The new coat of arms of the republic was described as “a white star of five points on an azure ground encircled by olive and live oak branches.” However, two elements of the arms can be considered as being open to interpretation. The “azure ground” has been variously interpreted as either a traditional heraldic shield or, more commonly, a circular background. The placement of the olive and live oak branches was not specified, either.

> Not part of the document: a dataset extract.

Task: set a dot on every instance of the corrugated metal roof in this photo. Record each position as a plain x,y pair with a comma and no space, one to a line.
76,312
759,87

Though commonly depicted as charges along with the star on the azure background, they could also be interpreted as belonging outside of the shield as supporting elements.

Coat of arms of the Republic of Texas, “azure ground”

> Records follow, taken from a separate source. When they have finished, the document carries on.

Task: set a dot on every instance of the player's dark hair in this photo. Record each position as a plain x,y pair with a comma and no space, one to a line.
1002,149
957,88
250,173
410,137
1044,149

Coat of arms of the Republic of Texas, traditional heraldic shield
Unstandardized version with post oak leaves instead of live oak leaves.

==Statehood==
Upon joining the United States in 1845, the state of Texas retained its national flag and seal as emblems of the new state, but there were no provisions for a state coat of arms. The three main elements of the 1839 act, the five pointed white star and olive and live oak branches, remained the basic emblems of Texas as represented in the state seal. However, many different variations of the seal emerged over the years containing incorrect or superfluous items such as decorative stars and diamonds and the incorrect type of oak leaves. By 1991, nearly twenty different versions of the seal were being used on various state documents and letterhead. The Texas State Seal Advisory Committee was appointed to develop uniform standards for the state seal based upon a description as opposed to an art design. Recognizing the star, olive and live oak branches as the basic historic elements representing Texas, the official design of the Texas State Arms was approved as well, and adopted in June 1992. In essence, the coat of arms of the state of Texas is the same as the coat of arms of the Republic of Texas without the azure background.

==Use==
- The Texas coat of arms is used exclusively as a symbol of the state and does not have any independent legal significance.

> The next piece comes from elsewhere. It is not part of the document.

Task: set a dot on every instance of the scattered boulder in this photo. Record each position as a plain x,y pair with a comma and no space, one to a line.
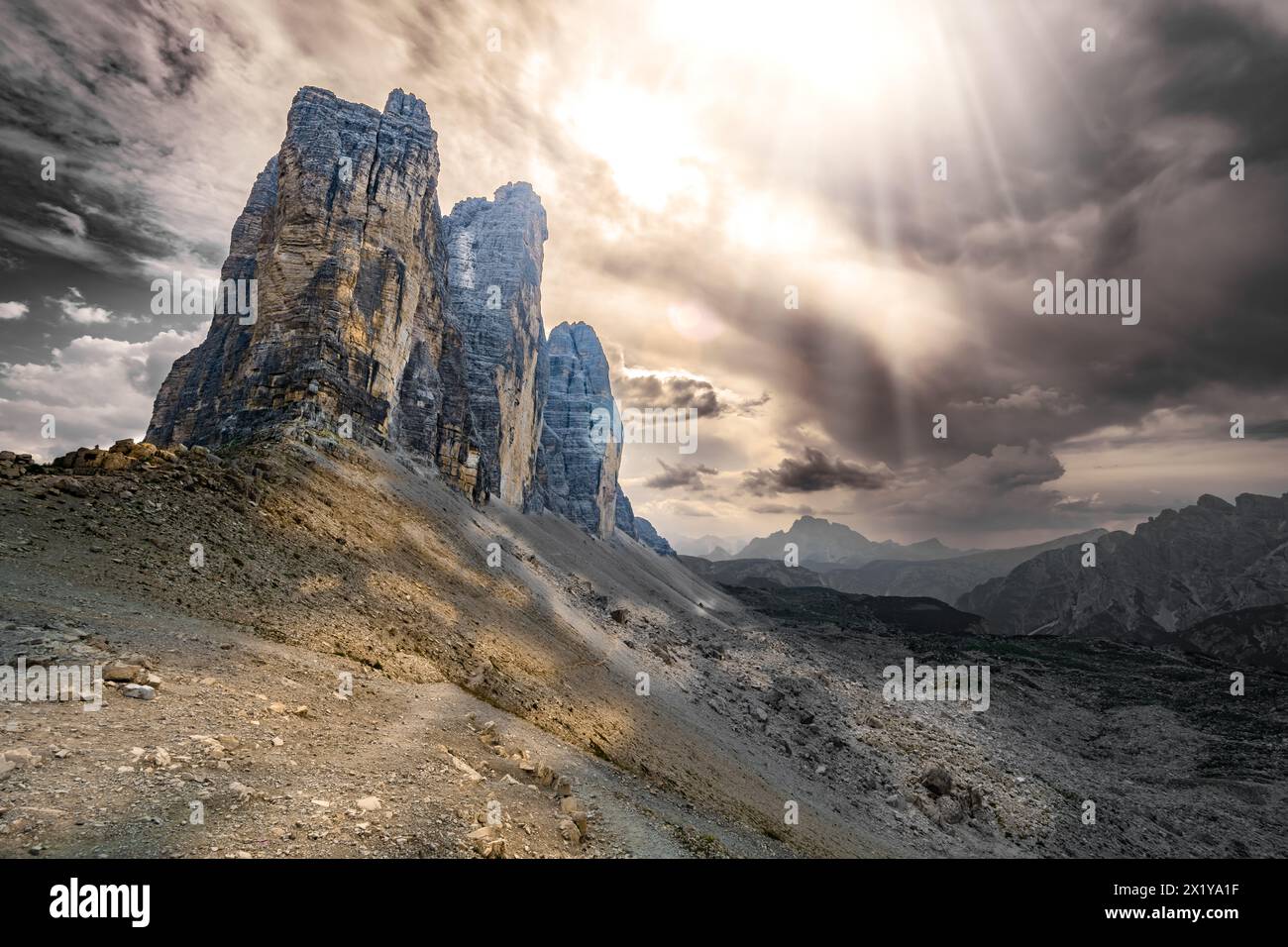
936,781
576,810
570,831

- The coat of arms of the Republic of Texas is featured in the architecture of the interior and exterior of the Texas State Capitol in Austin, Texas
- The coat of arms of Texas is featured on the Texas Purple Heart Medal, Texas Cavalry WWI Service Medal, Texas Desert Shield-Desert Storm Campaign Medal, Texas Faithful Service Medal, Texas Federal Service Medal, Texas Medal of Merit and Texas Outstanding Service Medal of the Texas Army National Guard.